Doubtless it was the most celebrated Fifth Symphony of all time that drew a full house for Auckland Philharmonia Orchestra's Beethoven's Triumph concert but the real triumph was the APO's astute programming.
How good to revisit Gillian Whitehead's the improbable ordered dance, premiered by the orchestra 15 years ago.
Giordano Bellincampi invested it with the same immaculate tonal moulding he gave to Ligeti last month, unlocking a universe of colour, framed by the whispering chatter of rainsticks. Early on, vibrant cor anglais, doubled by stratospheric violin induced goosebumps that never went away.

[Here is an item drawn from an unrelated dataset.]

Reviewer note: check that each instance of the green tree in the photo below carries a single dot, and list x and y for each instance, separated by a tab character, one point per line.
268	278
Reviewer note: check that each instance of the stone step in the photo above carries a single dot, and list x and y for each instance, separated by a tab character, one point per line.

There was a palpable Pacific consciousness here, with an almost seismic climax mediated by stirring, lyrical strings and the composer's (and players') exquisitely sculpted blooms for woodwind and brass.
The ever-reliable Ning Feng brought out the lusciousness of Erich Korngold's Violin Concerto, without overdoing the cream on the sweeter-than-sweet pastry.
The orchestra was in total accord around him, reminding one of its brilliant playing (and programming) of the composer's 1952 Symphony a few years back.
Ning, a man of proven Paganini prowess, thrilled us at encore time with an exhilarating, daredevil rush through the composer's ultra-virtuoso take on God Save the King.
Those lured by Beethoven tonight were amply rewarded after interval by the famous Fifth.
Its signature first movement surged in an unstoppable wave of intensity, followed by an Andante con moto that balanced the formality of a minuet with flagrant fanfares. Bellincampi made the most of Beethoven's dynamic contrasts in the third movement before sweeping us all to the Finale's blaze of symphonic glory.